第十八章:亲情的羁绊
林悦坐在书桌前,手指轻轻抚过那份泛黄的股权转让协议。父亲年轻的签名在台灯下显得格外清晰,每一笔每一划都透着一股决绝的力量。她想象着二十年前的父亲——一个刚刚大学毕业的年轻人,是如何毅然放弃出国深造的机会,用自己的未来换取家族企业的生存。
窗外的雨声淅淅沥沥,敲打着玻璃窗。林悦想起这些年来父亲的种种:深夜书房的灯光,总是紧锁的眉头,对子女学业的执着,还有那些看似不近人情的严格要求。原来这一切背后,都藏着一个儿子对父亲的承诺,一个男人对家庭的责任。

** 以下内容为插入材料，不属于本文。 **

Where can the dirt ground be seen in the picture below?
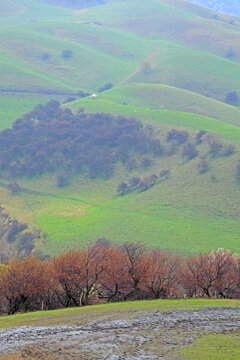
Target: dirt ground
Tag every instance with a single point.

第二天是爷爷的忌日。清晨,父亲罕见地没有去公司,而是换上了一身深色西装。母亲默默准备着祭品,林宇也早早起床,一家人默契地保持着肃穆的氛围。
墓园坐落在城郊的山坡上,雨后的空气清新中带着凉意。祖父的墓碑很简单,只有名字和生卒年月,没有任何华丽的铭文。父亲默默清理着墓碑周围的落叶,动作轻柔得仿佛怕惊扰了沉睡的人。
“你爷爷是个很骄傲的人。”父亲突然开口,声音平静却带着一丝哽咽,“他白手起家,把公司从小作坊做到规模企业,最不能接受的就是失败。”
林悦注意到父亲的手在微微发抖。她轻轻上前,站在父亲身边。
“那次投资失败,对他打击很大。”父亲继续说,目光始终没有离开墓碑,“但他最难受的不是赔钱,而是连累了我。直到临终前,他都在为此自责。”
林宇默默递上一束白菊,父亲接过,轻轻放在墓前。
“我从不后悔当年的决定。”父亲转过身,第一次如此直接地看着子女的眼睛,“家人就是要互相扶持。我只是...不希望你们也背负这些。”
雨又开始下起来,细密的雨丝模糊了视线。母亲撑开伞,为父子三人遮雨。在这个寂静的墓园里,一家人仿佛第一次真正站在一起。
回家的路上,车内的气氛不再压抑。父亲开着车,偶尔回答着林悦和林宇关于祖父的问题。那些曾经被刻意回避的往事,终于被一点点揭开。
“爷爷喜欢音乐吗?”林宇突然问。
父亲愣了一下,随即露出一丝微笑:“喜欢。他年轻时还学过二胡,后来忙事业就荒废了。你小时候他常抱着你哼小调,你可能不记得了。”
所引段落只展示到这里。